Enclosure, Knockkelly, Co. Tipperary
Co. Tipperary |
Enclosures
On an east-facing slope at Knockkelly in County Tipperary, there is a prehistoric enclosure that has been almost entirely erased from the landscape, not gradually by time, but in two distinct acts of clearance within living memory.
What survives now is, in the most literal sense, a monument to its own disappearance.

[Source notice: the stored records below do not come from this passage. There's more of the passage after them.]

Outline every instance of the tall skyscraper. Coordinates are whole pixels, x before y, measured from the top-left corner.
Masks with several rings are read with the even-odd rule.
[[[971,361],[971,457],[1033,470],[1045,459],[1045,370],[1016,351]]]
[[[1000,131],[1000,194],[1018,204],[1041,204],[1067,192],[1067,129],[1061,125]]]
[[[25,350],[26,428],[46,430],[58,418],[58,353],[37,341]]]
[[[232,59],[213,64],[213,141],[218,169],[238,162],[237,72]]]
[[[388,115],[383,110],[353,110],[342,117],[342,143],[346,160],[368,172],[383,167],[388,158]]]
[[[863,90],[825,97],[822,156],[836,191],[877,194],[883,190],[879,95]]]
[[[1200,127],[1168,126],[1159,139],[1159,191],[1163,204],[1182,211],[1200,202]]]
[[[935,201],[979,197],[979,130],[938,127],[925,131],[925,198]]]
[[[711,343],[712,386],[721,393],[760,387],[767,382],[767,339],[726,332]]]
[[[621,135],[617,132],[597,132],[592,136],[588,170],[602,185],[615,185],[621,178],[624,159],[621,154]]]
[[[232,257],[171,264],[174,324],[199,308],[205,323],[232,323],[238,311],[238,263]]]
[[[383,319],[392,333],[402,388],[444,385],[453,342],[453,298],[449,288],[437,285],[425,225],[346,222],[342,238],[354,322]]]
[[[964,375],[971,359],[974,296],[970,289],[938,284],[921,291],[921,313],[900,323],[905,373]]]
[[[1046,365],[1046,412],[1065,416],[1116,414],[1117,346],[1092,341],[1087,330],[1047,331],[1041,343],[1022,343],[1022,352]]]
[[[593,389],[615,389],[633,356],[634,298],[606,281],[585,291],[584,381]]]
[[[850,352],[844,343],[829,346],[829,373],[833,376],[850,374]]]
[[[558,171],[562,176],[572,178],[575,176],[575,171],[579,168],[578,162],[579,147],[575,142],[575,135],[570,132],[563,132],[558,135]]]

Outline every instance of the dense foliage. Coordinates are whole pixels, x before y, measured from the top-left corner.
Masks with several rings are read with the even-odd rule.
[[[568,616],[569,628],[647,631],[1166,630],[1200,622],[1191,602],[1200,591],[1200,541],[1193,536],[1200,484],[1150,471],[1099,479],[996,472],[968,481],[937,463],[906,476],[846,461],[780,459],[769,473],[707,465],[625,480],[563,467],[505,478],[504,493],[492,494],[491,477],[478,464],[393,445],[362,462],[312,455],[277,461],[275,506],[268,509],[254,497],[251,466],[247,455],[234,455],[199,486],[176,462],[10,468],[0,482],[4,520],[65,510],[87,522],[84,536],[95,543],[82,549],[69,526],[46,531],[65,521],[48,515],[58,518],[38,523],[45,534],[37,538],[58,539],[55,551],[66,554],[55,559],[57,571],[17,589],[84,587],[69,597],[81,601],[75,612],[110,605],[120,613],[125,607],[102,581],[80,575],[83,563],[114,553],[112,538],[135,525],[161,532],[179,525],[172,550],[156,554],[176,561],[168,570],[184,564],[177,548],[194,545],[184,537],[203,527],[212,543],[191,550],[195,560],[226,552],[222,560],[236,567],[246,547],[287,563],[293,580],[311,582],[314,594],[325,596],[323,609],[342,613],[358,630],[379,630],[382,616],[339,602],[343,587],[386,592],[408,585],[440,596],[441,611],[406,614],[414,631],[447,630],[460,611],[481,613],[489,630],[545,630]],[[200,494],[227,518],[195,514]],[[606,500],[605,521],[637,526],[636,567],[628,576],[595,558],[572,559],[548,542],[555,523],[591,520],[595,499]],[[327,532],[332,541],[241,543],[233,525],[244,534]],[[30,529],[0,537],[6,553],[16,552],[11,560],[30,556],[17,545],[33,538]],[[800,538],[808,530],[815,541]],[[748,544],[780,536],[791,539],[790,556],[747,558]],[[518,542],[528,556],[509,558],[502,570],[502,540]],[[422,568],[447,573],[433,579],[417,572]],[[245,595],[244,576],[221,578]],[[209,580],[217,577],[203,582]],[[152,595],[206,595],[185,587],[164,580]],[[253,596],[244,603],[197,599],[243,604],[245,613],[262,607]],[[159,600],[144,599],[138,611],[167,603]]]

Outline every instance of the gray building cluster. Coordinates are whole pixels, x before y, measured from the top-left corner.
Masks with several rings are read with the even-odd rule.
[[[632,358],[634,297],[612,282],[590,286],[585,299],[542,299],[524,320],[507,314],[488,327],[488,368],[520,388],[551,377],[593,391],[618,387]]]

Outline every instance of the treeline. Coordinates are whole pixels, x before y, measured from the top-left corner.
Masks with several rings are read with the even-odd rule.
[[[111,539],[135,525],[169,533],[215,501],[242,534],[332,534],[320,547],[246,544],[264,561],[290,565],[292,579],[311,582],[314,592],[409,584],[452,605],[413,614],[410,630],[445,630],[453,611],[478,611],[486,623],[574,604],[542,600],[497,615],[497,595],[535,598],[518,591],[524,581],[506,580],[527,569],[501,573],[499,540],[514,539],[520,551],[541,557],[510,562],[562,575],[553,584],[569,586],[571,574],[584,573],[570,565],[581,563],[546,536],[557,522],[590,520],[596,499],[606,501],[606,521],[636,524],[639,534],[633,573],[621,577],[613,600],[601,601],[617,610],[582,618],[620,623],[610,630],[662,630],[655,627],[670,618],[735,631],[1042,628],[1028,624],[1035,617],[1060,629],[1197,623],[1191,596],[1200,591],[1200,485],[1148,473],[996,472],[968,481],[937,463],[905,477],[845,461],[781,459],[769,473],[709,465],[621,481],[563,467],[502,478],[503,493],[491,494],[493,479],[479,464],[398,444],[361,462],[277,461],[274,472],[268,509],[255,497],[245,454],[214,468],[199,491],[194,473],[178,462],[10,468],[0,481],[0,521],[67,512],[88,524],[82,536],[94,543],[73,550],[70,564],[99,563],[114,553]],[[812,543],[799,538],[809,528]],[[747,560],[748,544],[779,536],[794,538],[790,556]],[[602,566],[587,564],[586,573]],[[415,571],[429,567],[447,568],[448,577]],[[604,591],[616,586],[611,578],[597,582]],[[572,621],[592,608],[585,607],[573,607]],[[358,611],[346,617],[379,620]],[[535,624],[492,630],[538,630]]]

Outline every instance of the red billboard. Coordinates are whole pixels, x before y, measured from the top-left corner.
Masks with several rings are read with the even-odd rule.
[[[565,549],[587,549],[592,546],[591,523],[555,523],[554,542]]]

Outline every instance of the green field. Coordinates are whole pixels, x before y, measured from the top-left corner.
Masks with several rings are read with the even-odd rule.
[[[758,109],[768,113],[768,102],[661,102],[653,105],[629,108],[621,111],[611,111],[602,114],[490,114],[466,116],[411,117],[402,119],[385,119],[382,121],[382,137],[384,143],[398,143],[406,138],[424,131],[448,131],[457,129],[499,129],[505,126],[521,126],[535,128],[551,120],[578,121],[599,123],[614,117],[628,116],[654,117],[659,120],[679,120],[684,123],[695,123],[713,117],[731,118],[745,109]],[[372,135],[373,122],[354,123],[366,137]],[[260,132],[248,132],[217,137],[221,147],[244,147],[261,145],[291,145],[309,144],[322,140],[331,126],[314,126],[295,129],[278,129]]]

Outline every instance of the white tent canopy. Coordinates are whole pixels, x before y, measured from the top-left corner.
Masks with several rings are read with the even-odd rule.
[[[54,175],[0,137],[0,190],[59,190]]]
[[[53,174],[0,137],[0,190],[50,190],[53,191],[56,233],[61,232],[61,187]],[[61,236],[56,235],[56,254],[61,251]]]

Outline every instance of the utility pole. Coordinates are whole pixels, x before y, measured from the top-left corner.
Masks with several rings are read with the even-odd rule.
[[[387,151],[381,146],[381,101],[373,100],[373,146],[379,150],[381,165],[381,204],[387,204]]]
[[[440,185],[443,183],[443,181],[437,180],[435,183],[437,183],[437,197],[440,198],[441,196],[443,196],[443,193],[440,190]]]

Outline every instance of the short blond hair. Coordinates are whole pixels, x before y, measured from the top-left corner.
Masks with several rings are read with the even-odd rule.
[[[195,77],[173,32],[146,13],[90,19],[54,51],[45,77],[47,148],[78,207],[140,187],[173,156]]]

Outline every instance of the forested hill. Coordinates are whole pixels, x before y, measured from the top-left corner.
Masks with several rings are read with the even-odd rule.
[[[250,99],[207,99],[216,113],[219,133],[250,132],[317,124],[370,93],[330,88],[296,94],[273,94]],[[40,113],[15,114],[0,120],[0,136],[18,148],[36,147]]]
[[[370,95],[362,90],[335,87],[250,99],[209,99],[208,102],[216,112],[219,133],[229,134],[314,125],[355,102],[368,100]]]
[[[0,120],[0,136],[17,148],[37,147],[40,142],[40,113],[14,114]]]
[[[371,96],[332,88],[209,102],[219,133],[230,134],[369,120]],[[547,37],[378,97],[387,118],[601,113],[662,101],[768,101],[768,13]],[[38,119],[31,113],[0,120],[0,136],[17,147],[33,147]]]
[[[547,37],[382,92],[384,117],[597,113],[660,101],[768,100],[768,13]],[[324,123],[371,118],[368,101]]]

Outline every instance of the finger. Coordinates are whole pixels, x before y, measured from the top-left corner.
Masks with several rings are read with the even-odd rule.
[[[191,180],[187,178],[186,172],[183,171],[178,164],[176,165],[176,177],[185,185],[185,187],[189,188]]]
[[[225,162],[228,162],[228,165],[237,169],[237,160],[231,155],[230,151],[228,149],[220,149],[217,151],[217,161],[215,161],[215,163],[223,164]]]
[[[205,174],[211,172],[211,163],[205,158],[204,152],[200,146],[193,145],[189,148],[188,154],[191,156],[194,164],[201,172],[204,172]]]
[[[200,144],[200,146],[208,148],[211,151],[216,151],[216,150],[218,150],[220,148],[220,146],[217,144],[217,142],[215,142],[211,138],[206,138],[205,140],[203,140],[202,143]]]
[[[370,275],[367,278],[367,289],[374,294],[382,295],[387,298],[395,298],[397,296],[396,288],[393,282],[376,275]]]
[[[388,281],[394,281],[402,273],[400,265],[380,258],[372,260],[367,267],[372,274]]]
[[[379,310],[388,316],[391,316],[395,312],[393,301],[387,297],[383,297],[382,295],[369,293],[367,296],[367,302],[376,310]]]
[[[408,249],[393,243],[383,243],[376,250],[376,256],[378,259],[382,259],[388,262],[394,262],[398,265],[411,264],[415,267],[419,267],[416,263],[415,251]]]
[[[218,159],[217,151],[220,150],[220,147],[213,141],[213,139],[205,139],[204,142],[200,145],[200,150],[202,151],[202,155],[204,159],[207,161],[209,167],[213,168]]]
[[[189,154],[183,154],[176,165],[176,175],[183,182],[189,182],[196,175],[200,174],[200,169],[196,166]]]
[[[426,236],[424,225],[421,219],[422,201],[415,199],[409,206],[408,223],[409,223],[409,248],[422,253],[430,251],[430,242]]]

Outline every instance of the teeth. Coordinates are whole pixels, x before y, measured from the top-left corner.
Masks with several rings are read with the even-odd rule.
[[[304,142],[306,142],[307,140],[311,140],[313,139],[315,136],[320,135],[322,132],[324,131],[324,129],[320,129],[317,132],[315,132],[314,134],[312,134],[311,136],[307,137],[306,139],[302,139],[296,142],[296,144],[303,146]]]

The enclosure was recorded on the second edition Ordnance Survey six-inch map of 1903 to 1904 as a circular earthwork roughly fifty metres in overall diameter, enclosed by a bank and already bisected by a field boundary, with a trackway running along the edge of its north-eastern quadrant. Enclosures of this type, defined by an earthen bank and sometimes an accompanying ditch, are among the most common archaeological features in the Irish countryside, associated broadly with early medieval settlement and farming, though many have far older origins. By the time Cahill documented the site in 1982, the western half had already been removed, with only a fifteen-metre-wide portion still showing one bank and one ditch. Then, during the 1980s, the eastern half was levelled in turn. A farm shed now occupies the western side, a trackway with a deep drain runs north to south through what was the centre of the monument, and the eastern half survives only as a barely traceable semi-circular scarp, measuring roughly thirty-two metres north to south and fourteen metres east to west, visible mainly as a slight change in the ground rather than as any upstanding earthwork. Without knowing where to look, and what you are looking for, there is effectively nothing left to see.